J’ai analysé ce conte grotesque, parce qu’il est du nombre de ces œuvres d’imagination qui caractérisent le moyen-âge. Il apparaît à travers les compositions religieuses de l’époque, comme les figures bizarres des voûtes gothiques à travers les rameaux d’arbres et les bouquets de fleurs. C’est une épigramme au milieu d’une prière, un cri d’incrédulité au milieu d’une pensée de foi. Ce conte a été répandu en Allemagne[1] et en Angleterre. J’ignore à quelle époque le Danemark s’en est emparé.

Le roman de Flores et Blantzeflor fut imprimé à Copenhague en 1509. Cette œuvre galante de chevalerie a été lue du nord au midi, dans tous les castels. L’écrivain danois n’a fait que la reproduire dans une traduction rimée assez plate[2].

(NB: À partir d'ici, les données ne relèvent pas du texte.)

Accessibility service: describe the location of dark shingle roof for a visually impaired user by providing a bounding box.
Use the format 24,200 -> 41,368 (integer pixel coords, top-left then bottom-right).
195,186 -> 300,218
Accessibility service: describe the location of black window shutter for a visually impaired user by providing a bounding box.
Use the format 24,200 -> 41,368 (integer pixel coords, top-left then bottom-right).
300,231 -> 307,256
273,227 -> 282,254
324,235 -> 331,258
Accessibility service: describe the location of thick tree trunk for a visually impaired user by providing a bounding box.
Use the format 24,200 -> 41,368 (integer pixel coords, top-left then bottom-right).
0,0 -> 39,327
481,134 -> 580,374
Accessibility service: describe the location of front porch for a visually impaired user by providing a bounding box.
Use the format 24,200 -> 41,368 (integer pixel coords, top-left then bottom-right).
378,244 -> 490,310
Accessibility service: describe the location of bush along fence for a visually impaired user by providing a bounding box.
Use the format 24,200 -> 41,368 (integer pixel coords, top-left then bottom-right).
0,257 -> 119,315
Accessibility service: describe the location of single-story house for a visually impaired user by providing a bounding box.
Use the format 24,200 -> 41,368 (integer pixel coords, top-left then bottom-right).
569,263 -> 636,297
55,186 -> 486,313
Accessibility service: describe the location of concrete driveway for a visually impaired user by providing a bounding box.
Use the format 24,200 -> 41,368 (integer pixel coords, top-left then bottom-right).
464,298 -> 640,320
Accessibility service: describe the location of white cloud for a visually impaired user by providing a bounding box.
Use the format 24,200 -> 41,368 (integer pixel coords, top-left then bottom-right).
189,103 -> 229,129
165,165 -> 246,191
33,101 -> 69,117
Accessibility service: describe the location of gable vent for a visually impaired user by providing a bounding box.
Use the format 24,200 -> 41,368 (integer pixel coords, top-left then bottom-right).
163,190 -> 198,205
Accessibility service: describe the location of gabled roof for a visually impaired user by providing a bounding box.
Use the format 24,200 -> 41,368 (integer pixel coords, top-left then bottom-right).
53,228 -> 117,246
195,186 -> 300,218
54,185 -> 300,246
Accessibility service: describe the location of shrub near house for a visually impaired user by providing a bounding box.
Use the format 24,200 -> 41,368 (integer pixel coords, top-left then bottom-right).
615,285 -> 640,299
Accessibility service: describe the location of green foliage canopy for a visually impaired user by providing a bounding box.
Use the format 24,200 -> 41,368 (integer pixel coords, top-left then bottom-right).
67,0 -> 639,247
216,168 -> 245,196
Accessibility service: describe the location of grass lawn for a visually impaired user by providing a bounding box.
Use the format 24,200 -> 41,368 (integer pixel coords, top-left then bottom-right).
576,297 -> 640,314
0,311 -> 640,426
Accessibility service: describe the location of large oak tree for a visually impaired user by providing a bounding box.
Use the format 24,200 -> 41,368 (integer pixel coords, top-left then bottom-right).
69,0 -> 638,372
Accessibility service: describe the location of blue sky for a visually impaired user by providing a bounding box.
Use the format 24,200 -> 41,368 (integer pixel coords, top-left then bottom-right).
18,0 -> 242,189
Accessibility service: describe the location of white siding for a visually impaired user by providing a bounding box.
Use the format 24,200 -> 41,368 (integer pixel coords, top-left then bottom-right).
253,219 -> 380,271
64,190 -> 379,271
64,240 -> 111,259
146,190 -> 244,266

Tel était l’état de la littérature en Danemark au xvie siècle, mais à côté de cette poésie écrite si chétive et si pauvre, il y avait une poésie traditionnelle, une poésie mâle, riche, féconde, qui grandit au milieu du moyen-âge danois comme une forêt de chênes au milieu d’une terre aride. C’est la poésie des Kœmpeviser. Pendant long-temps les beaux-esprits la méconnurent, les savans la dédaignèrent ; mais le jour où une main intelligente arracha de l’oubli cette harpe sonore, le jour où cette voix des anciens temps retentit de nouveau sur la terre des scaldes, la foule l’écouta avec surprise, les savans furent émus, les poètes applaudirent, et le Danemark n’eut plus rien à envier aux chants héroïques d’Espagne, aux ballades d’Écosse. Il avait son Cancionnero ; il avait sa Minstrelsy[3].


X. Marmier.
Copenhague, janvier 1838.
  1. On lit dans les Parœmiæ ethicæ de Seidelin, imprimées à Francfort en 1589 : « Quis non legit quæ frater Rauschius agit ? »
  2. L’idée première de ce roman a été faussement attribuée à Boccace. Il fut introduit dans le Nord par Euphémie, comtesse de La Marche de Brandebourg, reine de Norvége. Euphémie mourut en 1312, et Boccace naquit en 1313.
  3. Nous avons publié il y a deux ans, dans la Revue des Deux Mondes, un essai sur les Kœmpeviser. Nous y reviendrons avec de nouveaux documens.